This was an incredibly fun project getting hands-on with the AI tooling from my blog post.
It was my first time using an agentic AI framework, Eliza, giving this project a new element compared to the David Attenborough AI voice project from the previous year. The built-in Eliza vector database support made persisting memory across processes trivial, which allowed for much more lifelike interactions than ephemerally provided context from the David Attenborough project.
Implementation
I forked and contributed back to a project, LiveVideoChat, which the Eliza creator, Shaw Walters, forked from Simli’s older example app repo.
It requires an Eliza instance running the “Direct” client for API interfacing. It also requires a Simli AI, OpenAI, and ElevenLabs API key.
Voice Model
ElevenLabs voice API was used to call a custom trained voice model. Since using this service a year ago, they now require a “voice captcha” to prevent cloning known voices. So instead of being able to clone a well-known Santa voice, I had to use their new text-to-voice generation capability. The prompt used was:
A warm, jolly male voice with a rich, deep timbre. Cheerful and full of life, it often carries a hearty, resonant laugh (e.g., “Ho, Ho, Ho!”). The tone is friendly, inviting, and slightly grandfatherly, exuding kindness and generosity.
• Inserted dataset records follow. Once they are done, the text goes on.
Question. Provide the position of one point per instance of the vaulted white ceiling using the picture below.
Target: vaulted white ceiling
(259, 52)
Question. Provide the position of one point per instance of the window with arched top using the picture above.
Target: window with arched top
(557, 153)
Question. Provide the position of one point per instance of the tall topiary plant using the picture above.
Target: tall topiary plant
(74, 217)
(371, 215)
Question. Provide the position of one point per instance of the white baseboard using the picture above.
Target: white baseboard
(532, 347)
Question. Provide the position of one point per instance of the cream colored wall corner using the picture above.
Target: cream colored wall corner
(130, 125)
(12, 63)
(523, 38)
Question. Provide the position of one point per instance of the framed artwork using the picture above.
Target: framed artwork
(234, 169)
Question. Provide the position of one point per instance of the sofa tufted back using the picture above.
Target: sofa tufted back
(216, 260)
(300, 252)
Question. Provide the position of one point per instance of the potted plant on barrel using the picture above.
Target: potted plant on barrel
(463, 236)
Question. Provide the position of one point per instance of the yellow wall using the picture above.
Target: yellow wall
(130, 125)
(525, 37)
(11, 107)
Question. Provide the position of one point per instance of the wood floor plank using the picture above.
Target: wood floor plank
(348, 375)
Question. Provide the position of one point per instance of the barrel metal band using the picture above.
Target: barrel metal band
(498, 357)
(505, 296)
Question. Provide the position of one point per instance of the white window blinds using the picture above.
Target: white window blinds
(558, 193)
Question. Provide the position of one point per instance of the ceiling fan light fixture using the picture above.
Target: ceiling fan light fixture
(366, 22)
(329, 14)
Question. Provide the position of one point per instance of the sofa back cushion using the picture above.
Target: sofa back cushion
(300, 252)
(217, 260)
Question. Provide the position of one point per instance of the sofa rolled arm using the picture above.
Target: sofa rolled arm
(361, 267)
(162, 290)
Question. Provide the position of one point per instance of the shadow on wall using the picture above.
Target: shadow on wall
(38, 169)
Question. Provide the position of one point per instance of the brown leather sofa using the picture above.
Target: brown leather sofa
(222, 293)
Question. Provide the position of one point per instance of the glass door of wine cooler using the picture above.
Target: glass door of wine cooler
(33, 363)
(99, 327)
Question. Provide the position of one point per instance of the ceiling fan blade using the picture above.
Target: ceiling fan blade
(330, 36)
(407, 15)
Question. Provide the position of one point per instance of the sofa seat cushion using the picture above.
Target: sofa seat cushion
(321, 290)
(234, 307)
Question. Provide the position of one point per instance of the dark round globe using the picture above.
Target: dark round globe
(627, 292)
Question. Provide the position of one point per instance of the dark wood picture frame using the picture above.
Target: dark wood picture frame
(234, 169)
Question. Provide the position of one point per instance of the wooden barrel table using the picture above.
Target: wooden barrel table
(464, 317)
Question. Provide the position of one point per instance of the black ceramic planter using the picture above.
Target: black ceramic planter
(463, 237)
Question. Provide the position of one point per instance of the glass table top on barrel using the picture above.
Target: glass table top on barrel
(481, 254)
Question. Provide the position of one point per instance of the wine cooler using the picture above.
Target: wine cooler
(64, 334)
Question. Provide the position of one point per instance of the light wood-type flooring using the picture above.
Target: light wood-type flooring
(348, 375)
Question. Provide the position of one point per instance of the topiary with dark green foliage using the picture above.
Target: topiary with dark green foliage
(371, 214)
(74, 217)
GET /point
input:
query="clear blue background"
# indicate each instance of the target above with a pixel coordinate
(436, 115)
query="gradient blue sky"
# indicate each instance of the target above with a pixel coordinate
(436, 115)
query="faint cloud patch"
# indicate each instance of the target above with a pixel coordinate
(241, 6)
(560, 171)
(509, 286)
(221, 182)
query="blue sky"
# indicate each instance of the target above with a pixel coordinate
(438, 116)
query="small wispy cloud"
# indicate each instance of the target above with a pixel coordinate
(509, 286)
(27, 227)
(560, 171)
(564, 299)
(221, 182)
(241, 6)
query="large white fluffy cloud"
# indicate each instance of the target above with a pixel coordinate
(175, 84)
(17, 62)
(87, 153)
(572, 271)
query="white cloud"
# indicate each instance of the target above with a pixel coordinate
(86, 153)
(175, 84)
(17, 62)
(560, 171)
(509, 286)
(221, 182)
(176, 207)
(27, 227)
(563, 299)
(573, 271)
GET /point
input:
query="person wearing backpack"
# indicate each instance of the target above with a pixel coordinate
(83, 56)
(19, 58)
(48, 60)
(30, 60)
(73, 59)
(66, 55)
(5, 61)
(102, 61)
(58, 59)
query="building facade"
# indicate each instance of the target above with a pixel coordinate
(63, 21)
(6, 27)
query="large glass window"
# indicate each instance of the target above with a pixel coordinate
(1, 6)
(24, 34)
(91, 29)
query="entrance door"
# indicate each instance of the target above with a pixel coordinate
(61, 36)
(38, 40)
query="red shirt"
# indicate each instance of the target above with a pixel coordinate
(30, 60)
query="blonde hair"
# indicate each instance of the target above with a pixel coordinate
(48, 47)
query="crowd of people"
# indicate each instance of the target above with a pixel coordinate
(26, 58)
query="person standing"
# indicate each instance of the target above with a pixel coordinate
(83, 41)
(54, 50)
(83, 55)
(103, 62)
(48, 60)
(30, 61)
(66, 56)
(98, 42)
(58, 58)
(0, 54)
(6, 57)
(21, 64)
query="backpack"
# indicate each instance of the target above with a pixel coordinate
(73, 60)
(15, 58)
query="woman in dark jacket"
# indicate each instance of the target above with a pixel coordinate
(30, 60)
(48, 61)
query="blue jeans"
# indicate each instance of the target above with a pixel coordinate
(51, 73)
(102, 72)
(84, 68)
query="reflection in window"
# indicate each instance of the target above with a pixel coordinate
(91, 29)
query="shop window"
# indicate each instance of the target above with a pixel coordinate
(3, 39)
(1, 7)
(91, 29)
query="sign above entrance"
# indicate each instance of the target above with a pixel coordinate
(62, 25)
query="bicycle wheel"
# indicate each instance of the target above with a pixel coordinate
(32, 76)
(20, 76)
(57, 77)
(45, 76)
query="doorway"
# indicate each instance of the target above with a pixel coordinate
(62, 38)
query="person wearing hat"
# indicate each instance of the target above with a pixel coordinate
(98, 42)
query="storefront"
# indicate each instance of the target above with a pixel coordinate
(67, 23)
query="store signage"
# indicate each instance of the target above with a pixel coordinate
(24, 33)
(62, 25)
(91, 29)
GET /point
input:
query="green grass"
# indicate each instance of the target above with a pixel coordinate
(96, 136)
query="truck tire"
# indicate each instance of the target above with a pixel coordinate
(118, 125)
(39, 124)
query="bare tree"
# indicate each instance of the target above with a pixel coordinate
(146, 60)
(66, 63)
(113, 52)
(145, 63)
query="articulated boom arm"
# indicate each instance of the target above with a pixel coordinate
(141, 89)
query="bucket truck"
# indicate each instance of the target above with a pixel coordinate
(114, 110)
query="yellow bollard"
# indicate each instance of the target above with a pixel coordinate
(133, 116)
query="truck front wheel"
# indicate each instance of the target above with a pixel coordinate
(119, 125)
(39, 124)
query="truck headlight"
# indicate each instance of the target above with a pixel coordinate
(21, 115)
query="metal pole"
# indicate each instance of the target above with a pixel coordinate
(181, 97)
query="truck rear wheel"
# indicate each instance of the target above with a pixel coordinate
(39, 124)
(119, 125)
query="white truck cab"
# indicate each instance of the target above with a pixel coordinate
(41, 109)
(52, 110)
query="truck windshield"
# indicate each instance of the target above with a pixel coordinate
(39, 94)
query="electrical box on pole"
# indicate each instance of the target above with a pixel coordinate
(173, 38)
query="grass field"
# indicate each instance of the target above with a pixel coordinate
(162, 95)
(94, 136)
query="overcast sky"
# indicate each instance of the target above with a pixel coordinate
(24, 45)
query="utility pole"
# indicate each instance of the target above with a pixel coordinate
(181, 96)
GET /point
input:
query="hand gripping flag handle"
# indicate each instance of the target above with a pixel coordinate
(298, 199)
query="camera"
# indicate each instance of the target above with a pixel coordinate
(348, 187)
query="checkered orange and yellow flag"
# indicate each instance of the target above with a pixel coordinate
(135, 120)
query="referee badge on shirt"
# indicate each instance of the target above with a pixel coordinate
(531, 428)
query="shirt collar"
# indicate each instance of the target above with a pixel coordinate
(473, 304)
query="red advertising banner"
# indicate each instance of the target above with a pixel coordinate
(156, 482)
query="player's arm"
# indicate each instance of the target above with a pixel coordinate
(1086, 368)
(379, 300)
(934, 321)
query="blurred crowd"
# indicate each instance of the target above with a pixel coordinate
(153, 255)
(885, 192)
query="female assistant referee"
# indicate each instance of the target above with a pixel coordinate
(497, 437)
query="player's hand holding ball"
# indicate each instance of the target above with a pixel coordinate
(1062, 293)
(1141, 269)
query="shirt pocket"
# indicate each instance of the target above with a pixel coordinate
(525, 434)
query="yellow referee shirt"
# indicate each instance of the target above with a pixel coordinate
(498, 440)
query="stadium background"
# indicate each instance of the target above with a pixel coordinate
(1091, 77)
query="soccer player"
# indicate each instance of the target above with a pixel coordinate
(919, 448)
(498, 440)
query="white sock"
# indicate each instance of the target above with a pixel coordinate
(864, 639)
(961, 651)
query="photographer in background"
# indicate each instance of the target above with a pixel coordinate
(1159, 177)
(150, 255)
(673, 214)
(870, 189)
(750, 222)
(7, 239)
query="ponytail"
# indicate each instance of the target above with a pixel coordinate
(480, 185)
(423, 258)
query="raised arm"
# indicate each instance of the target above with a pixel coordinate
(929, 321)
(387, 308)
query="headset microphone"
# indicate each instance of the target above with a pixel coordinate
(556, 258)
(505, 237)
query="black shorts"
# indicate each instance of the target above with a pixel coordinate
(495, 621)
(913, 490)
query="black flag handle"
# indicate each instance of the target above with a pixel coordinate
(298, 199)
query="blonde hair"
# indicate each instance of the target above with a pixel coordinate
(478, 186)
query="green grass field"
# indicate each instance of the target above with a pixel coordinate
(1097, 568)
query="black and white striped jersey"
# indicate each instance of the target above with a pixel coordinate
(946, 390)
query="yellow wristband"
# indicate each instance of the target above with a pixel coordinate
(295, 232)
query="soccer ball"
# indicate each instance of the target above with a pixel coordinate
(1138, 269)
It’s animated but calming, with a touch of magical charm that feels timeless and comforting.
Frankly, I think turned out less than stellar, but certainly usable.
Voice Capture
OpenAI’s Whisper API was used to convert the speech to text, which was then fed to Eliza via its exposed “direct client” API.
Avatar
Simli was used to create the avatars for the project.
Final Outcome
Putting all the pieces together, we have Santa with his own unique personality, diction, voice, complexion, and memories. Pretty remarkable! Enjoy the demonstration video of me talking with Santa.
By simply updating the Eliza frameworks character file, cloning another voice, and using an image to create a new avatar with, an AI clone of anyone could be made and communicated with in this fashion. With the vector database, the each come with their own memories and directives.
Here is look into me chatting with me! Not as fun as having a direct line of communication with Santa, though.
Arguably the most fun conversation was between my mother-in-law and herself. But unfortunately she does not want me to share that video.
Desired Improvements
This made for a sweet hacky PoC! But I would love to be able to share the project with those not within line of sight of my computer. This, of course, would mean deploying the web app. But with costs for operation being fairly prohibitive, this was never done.
I contemplated putting Santa behind a paywall for the Christmas season but I wasn’t able to bring him to my standards to ask folks for payment. All in all, I would love to have the high-level bells and whistles AI functionality but running locally. A local model, Llama-local comes to mind, a local AI voice generation, EchoMic, and a locally running avatar with F5-TTS.